A recent study by John Plunkett (1) analyzed the Consumer Product Safety Commission's database on playground equipment falls, between Jan. 1988 and June 1999. In this study there were 18 deaths from falls of less than 10 feet. Thirteen of the children had subdural hematomas, and twelve had lucid intervals ranging from five minutes to forty-eight hours. Four of the six that had fundoscope examinations had retinal hemorrhages. The article is seminal in the study of childhood head injuries because it supports many of the previous studies on short falls (2) and refutes some of the most fundamental assumptions upon which SBS cases have been charged and convicted.

There is a case of a short fall death in a hospital from the civil law literature out of Roanoke, Virginia. In this case, the baby falls off of a changing table while in the hospital and dies of a subdural hematoma. The case has been widely publicized do to the wrongful death lawsuit against the hospital for their negligence.

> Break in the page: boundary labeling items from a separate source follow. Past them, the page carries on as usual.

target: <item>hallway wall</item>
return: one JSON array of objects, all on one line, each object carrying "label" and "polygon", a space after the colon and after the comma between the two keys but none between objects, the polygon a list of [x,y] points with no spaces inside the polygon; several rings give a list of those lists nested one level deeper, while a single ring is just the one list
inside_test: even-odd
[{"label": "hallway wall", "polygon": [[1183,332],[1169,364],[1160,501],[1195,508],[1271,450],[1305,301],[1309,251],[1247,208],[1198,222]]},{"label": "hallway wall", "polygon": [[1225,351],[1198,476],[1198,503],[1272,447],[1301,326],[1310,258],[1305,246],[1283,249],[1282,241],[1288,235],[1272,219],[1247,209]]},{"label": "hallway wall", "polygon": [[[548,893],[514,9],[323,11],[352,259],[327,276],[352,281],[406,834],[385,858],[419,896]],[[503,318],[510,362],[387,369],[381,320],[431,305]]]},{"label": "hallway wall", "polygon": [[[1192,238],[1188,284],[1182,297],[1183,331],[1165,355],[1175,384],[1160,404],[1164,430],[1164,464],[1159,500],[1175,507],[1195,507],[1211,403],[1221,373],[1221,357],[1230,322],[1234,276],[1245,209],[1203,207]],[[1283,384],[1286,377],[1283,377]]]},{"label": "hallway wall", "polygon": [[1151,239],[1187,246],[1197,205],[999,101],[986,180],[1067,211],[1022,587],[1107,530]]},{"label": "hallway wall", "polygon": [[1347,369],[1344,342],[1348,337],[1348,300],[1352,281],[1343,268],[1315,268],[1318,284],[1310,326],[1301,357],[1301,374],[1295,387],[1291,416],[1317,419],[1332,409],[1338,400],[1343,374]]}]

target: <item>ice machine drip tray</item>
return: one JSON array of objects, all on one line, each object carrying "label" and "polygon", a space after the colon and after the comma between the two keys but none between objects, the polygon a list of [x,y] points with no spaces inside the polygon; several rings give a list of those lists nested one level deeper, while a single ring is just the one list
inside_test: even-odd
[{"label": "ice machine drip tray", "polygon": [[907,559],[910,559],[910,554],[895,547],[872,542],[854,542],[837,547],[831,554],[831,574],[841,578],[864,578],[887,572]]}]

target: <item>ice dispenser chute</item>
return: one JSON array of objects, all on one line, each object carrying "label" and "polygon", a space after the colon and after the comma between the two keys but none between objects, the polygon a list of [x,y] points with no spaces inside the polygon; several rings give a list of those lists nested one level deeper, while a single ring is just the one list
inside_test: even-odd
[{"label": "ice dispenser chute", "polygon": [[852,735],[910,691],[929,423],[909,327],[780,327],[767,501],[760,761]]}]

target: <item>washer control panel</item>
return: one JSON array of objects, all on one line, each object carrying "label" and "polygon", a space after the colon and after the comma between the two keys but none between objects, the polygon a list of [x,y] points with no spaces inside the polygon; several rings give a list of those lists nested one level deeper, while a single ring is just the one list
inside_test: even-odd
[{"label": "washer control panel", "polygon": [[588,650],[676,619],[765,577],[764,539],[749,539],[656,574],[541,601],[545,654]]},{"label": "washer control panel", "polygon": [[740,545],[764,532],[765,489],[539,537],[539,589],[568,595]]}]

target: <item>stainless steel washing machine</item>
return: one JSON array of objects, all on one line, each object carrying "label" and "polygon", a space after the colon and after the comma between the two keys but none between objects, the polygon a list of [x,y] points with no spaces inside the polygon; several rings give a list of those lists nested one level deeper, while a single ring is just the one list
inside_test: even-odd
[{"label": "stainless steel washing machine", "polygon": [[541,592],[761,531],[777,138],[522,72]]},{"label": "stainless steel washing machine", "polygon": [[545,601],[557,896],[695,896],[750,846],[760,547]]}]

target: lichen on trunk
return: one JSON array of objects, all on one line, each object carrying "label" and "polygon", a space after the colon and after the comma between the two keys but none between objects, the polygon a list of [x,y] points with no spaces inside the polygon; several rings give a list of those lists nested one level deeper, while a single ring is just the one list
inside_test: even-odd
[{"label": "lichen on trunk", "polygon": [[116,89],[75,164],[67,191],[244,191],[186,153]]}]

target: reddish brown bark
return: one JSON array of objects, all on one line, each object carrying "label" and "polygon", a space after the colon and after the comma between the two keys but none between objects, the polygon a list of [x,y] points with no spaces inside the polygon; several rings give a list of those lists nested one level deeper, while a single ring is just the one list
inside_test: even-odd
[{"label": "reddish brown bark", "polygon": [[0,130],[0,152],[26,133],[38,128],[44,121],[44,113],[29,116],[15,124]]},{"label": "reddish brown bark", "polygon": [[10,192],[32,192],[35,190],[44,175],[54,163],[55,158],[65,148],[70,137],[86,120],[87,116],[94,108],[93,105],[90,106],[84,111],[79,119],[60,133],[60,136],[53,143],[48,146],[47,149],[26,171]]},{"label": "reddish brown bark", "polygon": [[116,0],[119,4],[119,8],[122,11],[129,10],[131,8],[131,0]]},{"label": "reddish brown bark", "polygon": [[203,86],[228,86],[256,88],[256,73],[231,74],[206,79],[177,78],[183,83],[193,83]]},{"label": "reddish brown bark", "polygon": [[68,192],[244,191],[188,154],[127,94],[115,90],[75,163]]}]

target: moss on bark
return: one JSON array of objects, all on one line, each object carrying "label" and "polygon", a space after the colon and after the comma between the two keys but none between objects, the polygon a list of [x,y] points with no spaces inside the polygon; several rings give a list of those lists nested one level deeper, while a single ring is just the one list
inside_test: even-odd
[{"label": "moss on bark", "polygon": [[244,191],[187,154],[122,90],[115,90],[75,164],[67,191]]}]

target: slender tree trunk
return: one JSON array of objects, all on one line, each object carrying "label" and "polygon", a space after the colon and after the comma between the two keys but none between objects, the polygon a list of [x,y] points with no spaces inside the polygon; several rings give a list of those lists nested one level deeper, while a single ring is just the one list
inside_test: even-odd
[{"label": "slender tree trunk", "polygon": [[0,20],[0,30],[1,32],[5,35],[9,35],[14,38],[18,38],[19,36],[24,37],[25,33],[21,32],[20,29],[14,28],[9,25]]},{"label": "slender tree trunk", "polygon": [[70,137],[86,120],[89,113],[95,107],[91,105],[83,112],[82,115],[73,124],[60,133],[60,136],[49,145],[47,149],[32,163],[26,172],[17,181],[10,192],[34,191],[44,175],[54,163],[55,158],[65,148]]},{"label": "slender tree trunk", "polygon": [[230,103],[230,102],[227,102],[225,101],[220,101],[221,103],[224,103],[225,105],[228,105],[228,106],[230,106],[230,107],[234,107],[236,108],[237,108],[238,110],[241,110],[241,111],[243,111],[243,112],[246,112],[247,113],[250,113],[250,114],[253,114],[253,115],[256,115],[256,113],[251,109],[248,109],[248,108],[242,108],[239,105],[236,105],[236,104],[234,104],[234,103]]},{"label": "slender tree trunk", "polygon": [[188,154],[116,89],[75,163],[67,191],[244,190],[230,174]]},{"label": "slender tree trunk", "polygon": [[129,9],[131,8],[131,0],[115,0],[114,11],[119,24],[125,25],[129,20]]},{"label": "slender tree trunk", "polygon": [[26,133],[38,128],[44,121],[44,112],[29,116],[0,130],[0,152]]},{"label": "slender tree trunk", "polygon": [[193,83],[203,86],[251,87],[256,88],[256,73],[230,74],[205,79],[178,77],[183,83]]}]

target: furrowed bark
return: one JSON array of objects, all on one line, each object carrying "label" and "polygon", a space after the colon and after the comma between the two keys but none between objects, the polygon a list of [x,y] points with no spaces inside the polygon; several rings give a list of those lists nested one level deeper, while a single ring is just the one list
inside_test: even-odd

Fatal fall from a Hospital changing table Page 1 of 1
Fatal fall from a Hospital changing table
HEADLINE: ROANOKE HOSPITAL SETTLES LAWSUIT IN INFANT'S
DEATH

Published: Sunday, September 18, 1994
Section: Local
Page: B2
BYLINE: The Associated Press
TEXT: A hospital has settled a lawsuit filed by the mother of a newborn girl who died seven months after falling from a nursery table Roanoke Memorial Hospital agreed to pay an undisclosed amount to settle the $1 million medical malpractice
lawsuit.
The lawsuit stemmed from a July 8, 1991, accident that happened just 24 hours after the birth of Mary KatherineYengst. A nurse working in the intensive care nursery had just taken the infant from her crib and placed her on a scale on a nearby table. When the nurse turned her back to change the linens in the crib, the infant fell about three feet from the scale to a tile floor, Frith said. The child suffered what the lawsuit described as ``serious and permanent'' head injuries.

 

Copyright. MediaStream, Inc., a Knight-Ridder Inc. company.

 

Additionally, the theory that says that children don't die from short falls, assumes that those children do not posses any intervening factors that would make the child particularly more fragile than other children. There are many underlying medical conditions that can lessen the degree of force necessary to cause the injuries found in "SBS" cases. Infants should be screened for old or chronic subdural hematomas, internal or external hydrocephalus, coagulation or metabolic disorders, or conditions that produce increased vascular permeability. Children with any of these underlying medical conditions are more likely to suffer greater neurological consequences from minor traumas than are children who are otherwise un-compromised.

 



Citations


1.
Plunkett, John. Fatal pediatric head injuries caused by short distance falls. American Journal of Forensic Medicine and Pathology 2001; 22, No. 1-12.

2. Gurdjian, E.S., Roberts, V.L., and Thomas, L.M. Tolerance curves of acceleration and interracial pressure and protective index of experimental head injuries. The Journal of Trauma 1966 6(5): 600-604.